For time points at which blood samples of patient 5 were available, CD30 status was assessed by qRT-PCR. This is represented by the bar graph with days on the x-axis. Values are reported as fold change compared to initial treatment naïve samples collected prior to study intervention. White blood cell counts (in red) from these same time points were also collected and graphed above their corresponding dates (black line graph). Antibody treatment received during each period is labeled above the graph. The inset to the right shows flow cytometry data of CD30 negative (top), CD52 positive (bottom) cell populations of the last time point at which CD30 expression was observed to disappear by qRT-PCR and subsequently treatment was switched back to alemtuzumab. ***p<0.0005. Bars represent mean fold change +/− SEM. N=3.

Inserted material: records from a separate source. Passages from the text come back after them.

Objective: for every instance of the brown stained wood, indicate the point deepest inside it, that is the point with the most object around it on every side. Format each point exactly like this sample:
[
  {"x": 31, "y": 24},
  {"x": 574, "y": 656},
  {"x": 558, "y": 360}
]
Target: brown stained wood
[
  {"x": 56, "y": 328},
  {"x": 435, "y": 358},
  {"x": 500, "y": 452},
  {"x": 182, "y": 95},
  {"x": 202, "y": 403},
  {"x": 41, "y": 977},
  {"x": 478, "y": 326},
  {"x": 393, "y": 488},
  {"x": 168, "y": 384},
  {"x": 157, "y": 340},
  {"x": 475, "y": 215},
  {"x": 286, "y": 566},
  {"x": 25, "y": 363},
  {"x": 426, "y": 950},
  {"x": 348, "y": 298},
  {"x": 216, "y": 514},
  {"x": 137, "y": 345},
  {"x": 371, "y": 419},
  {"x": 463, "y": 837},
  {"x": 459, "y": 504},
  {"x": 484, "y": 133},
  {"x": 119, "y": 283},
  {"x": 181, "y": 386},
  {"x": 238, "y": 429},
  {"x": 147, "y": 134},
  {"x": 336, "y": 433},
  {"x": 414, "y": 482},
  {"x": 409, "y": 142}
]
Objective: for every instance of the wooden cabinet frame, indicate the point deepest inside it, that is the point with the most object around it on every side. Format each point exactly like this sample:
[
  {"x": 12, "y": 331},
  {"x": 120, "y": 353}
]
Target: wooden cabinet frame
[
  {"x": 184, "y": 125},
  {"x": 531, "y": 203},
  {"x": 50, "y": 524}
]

Figure 5. Brentuximab vedotin cleared CD30+ skin lesions in patient 5

(A) Immunohistochemistry of biopsies of these lesions showed CD30+ infiltrate (left) in the dermis before treatment with brentuximab vedotin and absent CD30+ T-PLL cells after 1 month of treatment (right). Nucleus (blue), CD30 (brown), scale bars are 20 μM (B) Images of the upper left shoulder (top) and lateral left chest wall (bottom) depict plaques infiltrated with CD30+ T-PLL cells before (left) and after (right) treatment with brentuximab vedotin.

Figure 6. Epigenetic therapy induces HIN-200, CEBP and globin gene expression

Changes in expression of AIM2, MNDA, IFI16, PYHIN, CEBPA, CEBPB, CEBPD, HBA and HBB were assessed by qRT-PCR before and 5 days after treatment of six patients with epigenetic therapy. Sufficient samples for mRNA analysis were only available for patients 1–6. Only the three unique CEBP family members were tested. Values are shown as fold changes as compared to treatment naïve levels of expression in each patient. Numbers in parentheses indicate actual fold change. * p<0.05, ** p<0.005, ***p<0.0005. Bars represent mean fold change +/− SEM. N=3.

Figure 7. Epigenetic therapy induces TRIB1 expression and results in increased active chromatin marks

(A) Changes in expression of TRIB1 were assessed by qRT-PCR before and after treatment of six patients with epigenetic therapy. Values are shown as fold changes as compared to treatment naïve levels of expression in each patient. Numbers in parentheses indicate actual fold change. (B) Genomic DNA from patients 1 (grey) and 5 (black) was assessed for changes in DNA and chromatin methylation as well as RNA polymerase II binding before and 5 days after treatment using ChIP, the same time point as fig. 3B and C. Fold change indicates fold increase or decrease in binding after treatment as measured by qRT-PCR. The region represented is 400bp around the transcriptional start of the TRIB1 gene. RNA polymerase II (Pol II), 5-methylcytosine (5meC), histone 3 lysine 9 trimethylation (H3K9Me3), histone 3 lysine 27 trimethylation (H3K27Me3) and Acytl (pan-histone acetylation), * p<0.05, ** p<0.005, ***p<0.0005. Bars represent mean fold change +/− SEM. N=3.